C’était le seul sujet de satisfaction. Ils auraient ainsi un indice concret. Tout ce qui était fabriqué dans le monde portait une marque de fabrique et un numéro de série. Il y aurait, quelque part, une trace de la vente. C’était ainsi que commençaient beaucoup d’enquêtes réussies, par une petite facture, dans un magasin, qui aboutissait souvent à l’arrestation et à la condamnation des plus dangereux criminels. D’après la bande vidéo, les moteurs avaient l’air de hors-bord américain Mercury. Le FBI avait déjà été alerté, pour suivre cette piste dès que l’on aurait les numéros de série. Murray avait déjà appris que c’étaient les moteurs les plus vendus dans le monde entier. Cela rendrait les recherches plus difficiles, mais c’était quand même quelque chose, et cela valait mieux que rien.
— Pas de nouvelles du côté de la fuite ? demanda Murray, touchant le point le plus sensible.
— Celui-là ferait bien de prier que nous ne le trouvions pas, gronda Owens.
Pour le moment, cela ne risquait pas d’arriver. Trente et une personnes au total étaient au courant de l’heure et de l’itinéraire de transfert du prisonnier et cinq d’entre elles étaient mortes ; même le conducteur de la fourgonnette n’avait été mis au courant qu’au dernier moment. Cela laissait vingt-six suspects, des membres du C-13, deux personnages haut placés de la police métropolitaine, dix du Home Office et divers autres en passant par quelques hommes du MI-5 et du service de sécurité. Chacun avait une position d’habilitation au secret, de haut niveau. Mais une habilitation ne veut rien dire, pensait Owens. Par définition, la fuite ne pouvait venir que d’un salaud qui serait jugé absolument digne de confiance.
Et cette fois, c’était différent. C’était de la trahison, pis que de la trahison – à vrai dire, Owens n’aurait jamais cru cela possible avant la dernière semaine. Le responsable de la fuite devait aussi avoir participé à l’attaque contre la famille royale. Trahir les secrets de la sécurité nationale était un crime épouvantable. Mais mettre en danger la famille royale, c’était un crime si incompréhensible qu’Owens ne parvenait pas à le croire possible. Il ne s’agissait pas d’une personne à l’état mental douteux. C’était quelqu’un de très intelligent, possédant une considérable faculté de dissimulation, quelqu’un qui avait trahi une confiance à la fois personnelle et nationale. Il y avait eu un temps, dans ce pays* où ces gens-là mouraient sous la torture. Owens n’en était pas fier, mais à présent il comprenait pourquoi c’était arrivé, avec quelle facilité on pouvait envisager un tel châtiment. La famille royale était adorée par le peuple. Et quelqu’un, probablement un de ses proches, l’avait trahie, livrée à une petite bande de terroristes. Owens voulait cette personne. Il voulait la voir morte, la regarder mourir. Il ne pouvait y avoir d’autre châtiment pour ce genre de crime.
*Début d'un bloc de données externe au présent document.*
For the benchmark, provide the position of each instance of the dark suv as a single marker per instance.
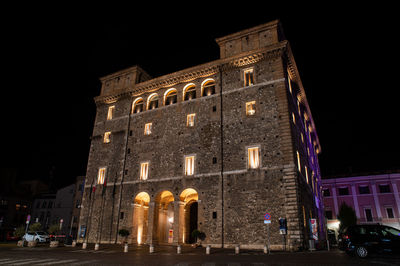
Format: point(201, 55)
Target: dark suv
point(364, 239)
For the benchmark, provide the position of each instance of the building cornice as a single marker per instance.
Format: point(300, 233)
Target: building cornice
point(189, 74)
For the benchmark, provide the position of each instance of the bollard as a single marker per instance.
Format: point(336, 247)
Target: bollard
point(151, 248)
point(237, 249)
point(265, 249)
point(208, 248)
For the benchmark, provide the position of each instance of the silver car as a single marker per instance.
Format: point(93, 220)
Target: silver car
point(38, 236)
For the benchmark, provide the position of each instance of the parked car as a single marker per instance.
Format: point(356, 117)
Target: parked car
point(364, 239)
point(10, 236)
point(38, 236)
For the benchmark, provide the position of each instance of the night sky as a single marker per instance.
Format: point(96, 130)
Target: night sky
point(54, 58)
Son professionnalisme reprit pourtant le dessus. Nous ne trouverons pas le salaud en souhaitant sa mort. Pour le retrouver, il faut un travail de police, appliqué, laborieux, une enquête approfondie. Owens s’y entendait. Ni lui ni les hommes d’élite chargés de l’enquête n’auraient de repos tant qu’ils n’auraient pas réussi. Et aucun ne doutait de la réussite finale.
— Vous avez quand même deux atouts, Jimmy, dit Murray qui devinait les pensées d’Owens.
Ce n’était pas difficile. Tous deux avaient eu à résoudre des affaires ardues et les polices diffèrent peu, tout autour du monde.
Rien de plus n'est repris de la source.